To clarify, in the current state, the exporter in my branch is producing valid ddi xml for our control "all fields" dataset, plus all the other datasets used in our tests, and whatever I could think of to test. It does NOT guarantee that there is no possible scenario where it can still output something illegal! So, yes, it is important to add auto-validation. And, if and when somebody finds another such scenario, we will treat it as a new issue.

A couple of arbitrary decisions had to be made. I will spell it out in the PR description. My general approach was, if something does not translate from our metadata to the ddi format 1:1, just drop it and move on. We don't assume that it's a goal, to preserve all of our metadata when exporting DC, it's obvious that only a subset of our block fields can be exported in that format. But it's not a possibility with the ddi either, now that we have multiple blocks and the application is no longer centered around quantitative social science. So, no need to sweat a lost individual field here and there.

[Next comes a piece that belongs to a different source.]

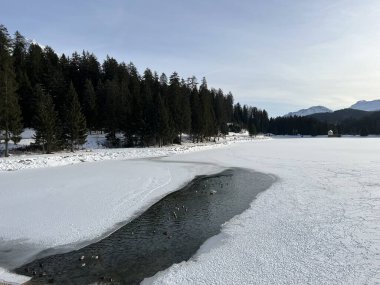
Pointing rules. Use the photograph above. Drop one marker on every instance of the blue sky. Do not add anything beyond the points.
(277, 55)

kaczmirek commented 1 year ago

To check compatibility I use the following two validators:

  1. BASE http://oval.base-search.net/ (this shows the new error "No incremental harvesting" in 12.1. I suggest adding this validator to the validation pipeline)
  2. CESSDA https://cmv.cessda.eu/#!validation with settings validation Gate= BASIC and Profile = CESSDA DATA CATALOGUE (CDC) DDI2.5 PROFILE - MONOLINGUAL: 1.0.4 This gives both schema violations and constraint violations (the latter are probably not relevant for Dataverse because the constraints of the profile can differ from what the Dataverse project wants to see. Although it would be good the add the attributes and tags that are recommended in the Gate = STANDARD) It is important to pass these two validators because this can result in being included and findable in a lot of aggregators like OpenAire, ELIXIR, B2FIND (https://b2find.eudat.eu/) which are all important players in Europe and with respect to the European Open Science Cloud (EOSC), etc. Currently, we have local fixes at several Dataverse installations to pass the validators (I only looked at the ones participating in CESSDA in Europe).
landreev commented 1 year ago

@kaczmirek CESSDA (https://cmv.cessda.eu/#!validation) is my favorite validator tool as well. I made a pull request the other week (#9484, linked to this issue) that fixes the numerous schema violations in our DDI export. I recommend the CESSDA validator under "how to test" there, with the same profile you mentioned ("CESSDA DATA CATALOGUE (CDC) DDI2.5 PROFILE - MONOLINGUAL: 1.0.4").